I am working my way through Natenberg's book as well as the accompanying workbook, and there is a question I cannot figure out (p86).

  • Futures price = 149.65
  • time to August expiration = 8 weeks
  • annual volatility = 24.20%

You have the following position:

  • -32 August 140 puts
  • +30 August 160 calls
  • -15 August futures contracts

with the options having these risk sensitivities

option delta gamma theta vega
Aug 140 put -22.6 2.12 -.0381 .176
Aug 160 call 25.5 2.26 -.0407 .188

I correctly calculated that the greeks for my position were

delta gamma theta vega
-11.8 -0.04 +0.0018 0.008

The question is

What will happen to your delta, gamma, and vega position if the futures price rises while all other market conditions remain unchanged?

The answers say that the delta, gamma, and vega would all become positive. I don't see how, with rising prices and negative gamma, even if its very small, the delta becomes positive. Why does the gamma and the vega become positive as well?

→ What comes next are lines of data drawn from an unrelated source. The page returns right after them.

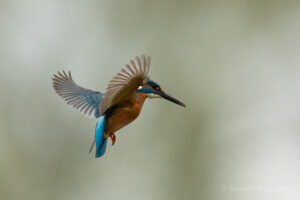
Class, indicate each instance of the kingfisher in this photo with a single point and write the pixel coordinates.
(121, 103)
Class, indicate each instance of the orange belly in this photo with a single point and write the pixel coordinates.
(123, 115)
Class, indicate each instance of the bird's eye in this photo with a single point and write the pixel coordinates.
(157, 88)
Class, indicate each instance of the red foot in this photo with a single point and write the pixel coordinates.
(113, 138)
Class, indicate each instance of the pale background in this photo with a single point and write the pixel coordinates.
(235, 64)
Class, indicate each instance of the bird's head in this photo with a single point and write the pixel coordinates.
(153, 90)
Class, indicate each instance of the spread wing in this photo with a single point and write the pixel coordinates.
(124, 85)
(84, 100)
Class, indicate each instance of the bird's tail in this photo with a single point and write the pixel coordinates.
(99, 138)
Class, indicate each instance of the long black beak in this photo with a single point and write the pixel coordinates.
(168, 97)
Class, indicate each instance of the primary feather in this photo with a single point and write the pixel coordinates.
(124, 85)
(84, 100)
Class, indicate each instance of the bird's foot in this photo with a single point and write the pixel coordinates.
(113, 138)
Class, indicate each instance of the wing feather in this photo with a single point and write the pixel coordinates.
(84, 100)
(124, 85)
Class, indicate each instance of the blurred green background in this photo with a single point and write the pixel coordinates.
(235, 64)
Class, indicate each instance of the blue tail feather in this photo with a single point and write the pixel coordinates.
(99, 137)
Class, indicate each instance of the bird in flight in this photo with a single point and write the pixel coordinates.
(121, 103)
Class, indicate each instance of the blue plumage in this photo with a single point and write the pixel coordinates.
(85, 100)
(99, 137)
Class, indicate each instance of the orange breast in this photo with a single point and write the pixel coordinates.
(125, 113)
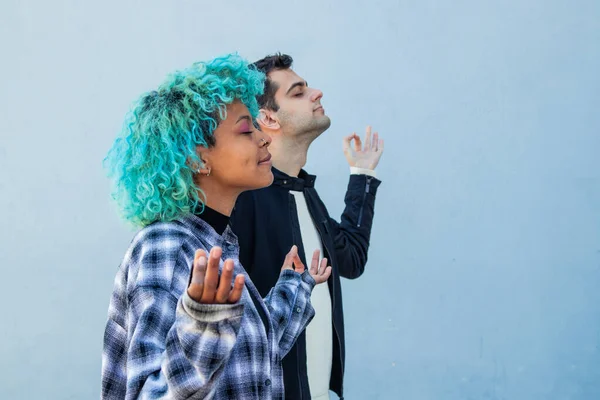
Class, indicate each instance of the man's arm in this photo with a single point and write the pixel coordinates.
(352, 235)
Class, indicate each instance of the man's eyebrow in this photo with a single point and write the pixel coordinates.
(244, 117)
(302, 83)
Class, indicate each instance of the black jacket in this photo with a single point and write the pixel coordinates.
(266, 223)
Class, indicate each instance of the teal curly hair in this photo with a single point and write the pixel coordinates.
(151, 162)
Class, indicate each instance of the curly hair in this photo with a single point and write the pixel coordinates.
(151, 161)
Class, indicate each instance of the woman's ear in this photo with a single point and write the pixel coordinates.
(202, 165)
(267, 120)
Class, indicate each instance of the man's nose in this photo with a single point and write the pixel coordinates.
(316, 95)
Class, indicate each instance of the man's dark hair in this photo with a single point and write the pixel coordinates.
(266, 65)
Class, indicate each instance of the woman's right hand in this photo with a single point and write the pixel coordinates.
(320, 274)
(206, 287)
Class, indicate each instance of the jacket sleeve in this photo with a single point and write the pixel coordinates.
(177, 348)
(290, 308)
(352, 235)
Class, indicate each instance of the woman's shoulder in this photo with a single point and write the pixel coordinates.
(160, 256)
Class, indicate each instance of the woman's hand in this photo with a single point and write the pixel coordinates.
(206, 287)
(320, 274)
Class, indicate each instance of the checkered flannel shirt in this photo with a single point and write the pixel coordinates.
(160, 344)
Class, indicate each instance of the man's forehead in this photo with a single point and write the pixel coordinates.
(284, 77)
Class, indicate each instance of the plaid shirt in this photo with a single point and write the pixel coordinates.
(160, 344)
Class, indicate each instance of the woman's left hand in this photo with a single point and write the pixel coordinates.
(206, 287)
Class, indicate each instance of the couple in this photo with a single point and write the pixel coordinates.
(212, 298)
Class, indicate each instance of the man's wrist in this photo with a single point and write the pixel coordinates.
(363, 171)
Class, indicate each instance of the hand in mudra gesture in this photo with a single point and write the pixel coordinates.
(366, 156)
(319, 273)
(207, 286)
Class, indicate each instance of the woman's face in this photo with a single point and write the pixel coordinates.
(239, 160)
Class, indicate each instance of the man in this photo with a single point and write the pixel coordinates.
(269, 221)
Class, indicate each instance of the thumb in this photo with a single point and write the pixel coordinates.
(196, 286)
(288, 263)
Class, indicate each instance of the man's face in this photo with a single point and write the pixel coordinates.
(300, 111)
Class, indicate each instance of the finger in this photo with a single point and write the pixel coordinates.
(375, 144)
(225, 282)
(212, 276)
(196, 286)
(288, 263)
(238, 288)
(325, 275)
(368, 138)
(314, 265)
(346, 144)
(357, 142)
(299, 265)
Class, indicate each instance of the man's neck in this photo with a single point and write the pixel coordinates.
(289, 159)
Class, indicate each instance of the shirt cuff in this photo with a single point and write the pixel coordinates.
(363, 171)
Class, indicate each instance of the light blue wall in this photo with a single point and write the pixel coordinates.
(484, 272)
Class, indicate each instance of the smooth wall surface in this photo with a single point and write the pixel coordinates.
(484, 272)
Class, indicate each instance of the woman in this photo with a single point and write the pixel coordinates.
(180, 326)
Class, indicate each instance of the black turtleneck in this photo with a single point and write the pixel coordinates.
(214, 218)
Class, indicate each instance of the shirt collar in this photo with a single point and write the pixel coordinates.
(298, 184)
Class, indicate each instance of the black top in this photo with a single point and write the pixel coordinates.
(266, 224)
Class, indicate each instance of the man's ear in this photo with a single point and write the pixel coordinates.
(267, 119)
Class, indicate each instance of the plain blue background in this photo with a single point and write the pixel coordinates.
(484, 272)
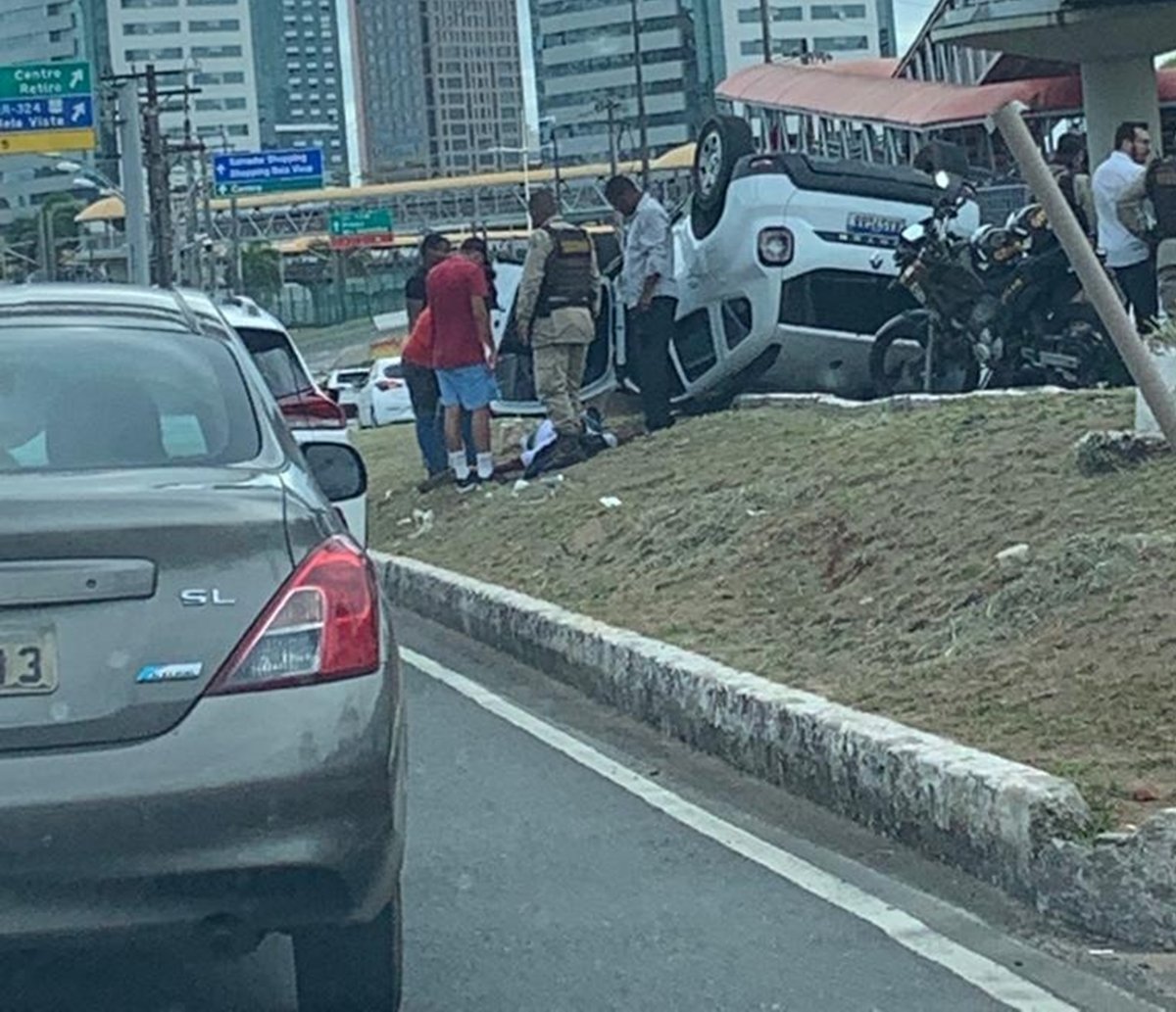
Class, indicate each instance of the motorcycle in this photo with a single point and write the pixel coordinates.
(1001, 308)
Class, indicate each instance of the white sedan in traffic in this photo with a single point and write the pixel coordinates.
(383, 399)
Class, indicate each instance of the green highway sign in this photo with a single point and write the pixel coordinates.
(362, 227)
(45, 80)
(357, 222)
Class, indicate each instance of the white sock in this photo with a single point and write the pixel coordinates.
(459, 465)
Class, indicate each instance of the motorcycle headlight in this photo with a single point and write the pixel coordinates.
(775, 247)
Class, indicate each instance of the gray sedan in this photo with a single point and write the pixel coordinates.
(200, 712)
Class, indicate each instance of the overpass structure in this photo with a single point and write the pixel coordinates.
(1062, 59)
(488, 201)
(1114, 43)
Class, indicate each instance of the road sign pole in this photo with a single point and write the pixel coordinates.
(134, 183)
(234, 265)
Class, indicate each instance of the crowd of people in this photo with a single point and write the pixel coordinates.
(451, 355)
(1128, 208)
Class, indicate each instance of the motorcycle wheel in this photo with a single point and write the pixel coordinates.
(1083, 334)
(898, 368)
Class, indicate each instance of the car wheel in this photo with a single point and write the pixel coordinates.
(353, 968)
(722, 142)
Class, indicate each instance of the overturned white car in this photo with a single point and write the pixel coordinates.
(785, 269)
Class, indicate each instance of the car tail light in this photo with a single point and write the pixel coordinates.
(312, 410)
(775, 247)
(322, 625)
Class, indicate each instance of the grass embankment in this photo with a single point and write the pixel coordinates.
(856, 554)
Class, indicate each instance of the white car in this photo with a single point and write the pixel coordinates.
(344, 386)
(383, 399)
(785, 269)
(311, 415)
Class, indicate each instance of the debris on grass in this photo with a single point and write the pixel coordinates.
(1014, 554)
(1105, 452)
(854, 554)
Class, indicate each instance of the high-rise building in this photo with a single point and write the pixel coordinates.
(838, 30)
(300, 78)
(473, 72)
(389, 86)
(440, 86)
(209, 40)
(36, 30)
(586, 64)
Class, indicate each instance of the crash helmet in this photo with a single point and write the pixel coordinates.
(994, 246)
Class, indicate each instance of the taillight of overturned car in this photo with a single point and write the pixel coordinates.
(776, 247)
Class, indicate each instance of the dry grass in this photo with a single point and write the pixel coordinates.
(856, 556)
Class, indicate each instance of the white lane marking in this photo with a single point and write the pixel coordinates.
(981, 972)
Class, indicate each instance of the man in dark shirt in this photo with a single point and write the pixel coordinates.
(434, 248)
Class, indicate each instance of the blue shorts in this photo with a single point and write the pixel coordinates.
(471, 387)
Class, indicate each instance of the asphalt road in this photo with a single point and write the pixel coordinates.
(564, 860)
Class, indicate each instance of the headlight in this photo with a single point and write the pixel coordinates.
(775, 247)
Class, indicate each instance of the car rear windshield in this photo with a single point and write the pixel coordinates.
(275, 359)
(83, 398)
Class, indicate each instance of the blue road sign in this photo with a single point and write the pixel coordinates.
(68, 113)
(242, 172)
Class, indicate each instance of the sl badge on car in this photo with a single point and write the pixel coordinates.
(198, 598)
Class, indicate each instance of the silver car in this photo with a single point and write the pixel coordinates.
(200, 711)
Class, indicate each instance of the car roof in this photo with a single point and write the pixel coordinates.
(126, 301)
(242, 312)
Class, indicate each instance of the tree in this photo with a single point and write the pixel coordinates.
(262, 269)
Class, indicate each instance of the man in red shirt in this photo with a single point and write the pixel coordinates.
(464, 355)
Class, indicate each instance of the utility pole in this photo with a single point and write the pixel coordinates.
(47, 242)
(159, 184)
(234, 260)
(206, 199)
(556, 164)
(193, 271)
(640, 80)
(134, 187)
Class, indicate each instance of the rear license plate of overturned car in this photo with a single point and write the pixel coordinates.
(28, 664)
(875, 224)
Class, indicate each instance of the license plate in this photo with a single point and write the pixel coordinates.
(875, 224)
(28, 664)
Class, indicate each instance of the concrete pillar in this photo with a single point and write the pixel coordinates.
(1114, 90)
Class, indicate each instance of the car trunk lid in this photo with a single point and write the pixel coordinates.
(122, 593)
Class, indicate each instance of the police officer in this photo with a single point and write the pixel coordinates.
(559, 299)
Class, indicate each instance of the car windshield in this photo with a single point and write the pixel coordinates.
(275, 360)
(129, 399)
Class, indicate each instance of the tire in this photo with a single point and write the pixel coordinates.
(893, 370)
(1099, 360)
(352, 968)
(722, 142)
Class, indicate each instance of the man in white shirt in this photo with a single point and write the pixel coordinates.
(1128, 254)
(650, 293)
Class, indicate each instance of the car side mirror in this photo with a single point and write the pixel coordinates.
(339, 470)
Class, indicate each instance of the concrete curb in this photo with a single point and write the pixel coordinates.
(901, 402)
(1006, 823)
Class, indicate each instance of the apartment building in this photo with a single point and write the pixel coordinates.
(586, 65)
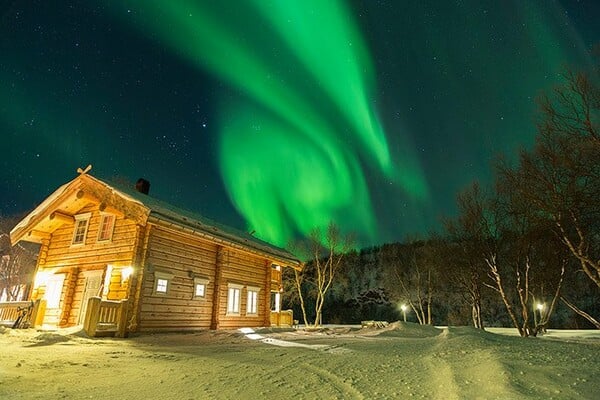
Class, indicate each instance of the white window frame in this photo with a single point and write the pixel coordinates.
(159, 278)
(234, 298)
(200, 282)
(79, 219)
(252, 300)
(103, 218)
(53, 292)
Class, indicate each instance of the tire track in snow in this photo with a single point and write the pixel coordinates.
(459, 373)
(346, 390)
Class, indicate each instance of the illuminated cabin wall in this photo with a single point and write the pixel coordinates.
(186, 256)
(58, 255)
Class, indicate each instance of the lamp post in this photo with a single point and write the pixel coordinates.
(403, 307)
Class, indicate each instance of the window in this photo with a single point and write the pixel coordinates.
(81, 225)
(53, 291)
(200, 287)
(252, 304)
(107, 224)
(162, 282)
(233, 299)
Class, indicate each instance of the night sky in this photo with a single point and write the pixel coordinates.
(279, 116)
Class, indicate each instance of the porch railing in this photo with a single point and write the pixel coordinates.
(22, 314)
(282, 318)
(105, 317)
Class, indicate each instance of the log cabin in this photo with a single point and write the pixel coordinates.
(164, 268)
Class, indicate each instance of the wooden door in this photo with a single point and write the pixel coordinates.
(93, 284)
(53, 297)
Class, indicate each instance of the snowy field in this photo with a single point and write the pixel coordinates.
(401, 361)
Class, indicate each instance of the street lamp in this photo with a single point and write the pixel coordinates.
(540, 307)
(403, 307)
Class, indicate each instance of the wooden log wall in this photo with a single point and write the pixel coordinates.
(58, 255)
(247, 270)
(187, 256)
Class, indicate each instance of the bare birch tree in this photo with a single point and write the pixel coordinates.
(325, 249)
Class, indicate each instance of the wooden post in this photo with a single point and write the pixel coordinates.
(122, 319)
(37, 314)
(216, 309)
(92, 315)
(267, 306)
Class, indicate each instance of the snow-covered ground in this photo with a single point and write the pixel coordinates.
(400, 361)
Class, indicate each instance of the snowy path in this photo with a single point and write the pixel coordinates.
(406, 361)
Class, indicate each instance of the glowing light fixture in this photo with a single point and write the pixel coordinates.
(41, 278)
(125, 274)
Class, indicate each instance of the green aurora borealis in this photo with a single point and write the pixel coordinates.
(369, 115)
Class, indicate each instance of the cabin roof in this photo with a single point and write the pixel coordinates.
(169, 213)
(159, 212)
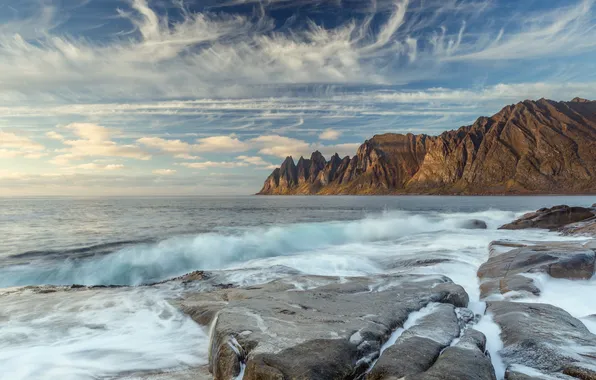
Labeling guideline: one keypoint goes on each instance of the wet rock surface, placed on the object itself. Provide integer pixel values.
(504, 271)
(554, 218)
(543, 337)
(464, 360)
(309, 327)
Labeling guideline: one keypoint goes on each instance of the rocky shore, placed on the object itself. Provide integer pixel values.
(411, 326)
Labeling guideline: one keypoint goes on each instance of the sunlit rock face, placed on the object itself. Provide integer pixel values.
(531, 147)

Would somebody please explain to me why this is the case?

Thank you in advance!


1 Answer 1


Without having done the maths myself - as you drift away from the short put strike towards the long call strike, your gamma also starts becoming more positive. This is because the future drifts away from the short put strike of 140 to being closer to the 160 long calls (atmf options habe more gamma than otm/itm options). This also naturally means that you start accruing deltas, as you drift.

The small -ve gamma that you calculate is only locally correct, gamma also changes with the level of the underlying with respect to the strikes of the portfolio. The vega becoming (more) positive has a similar rationale.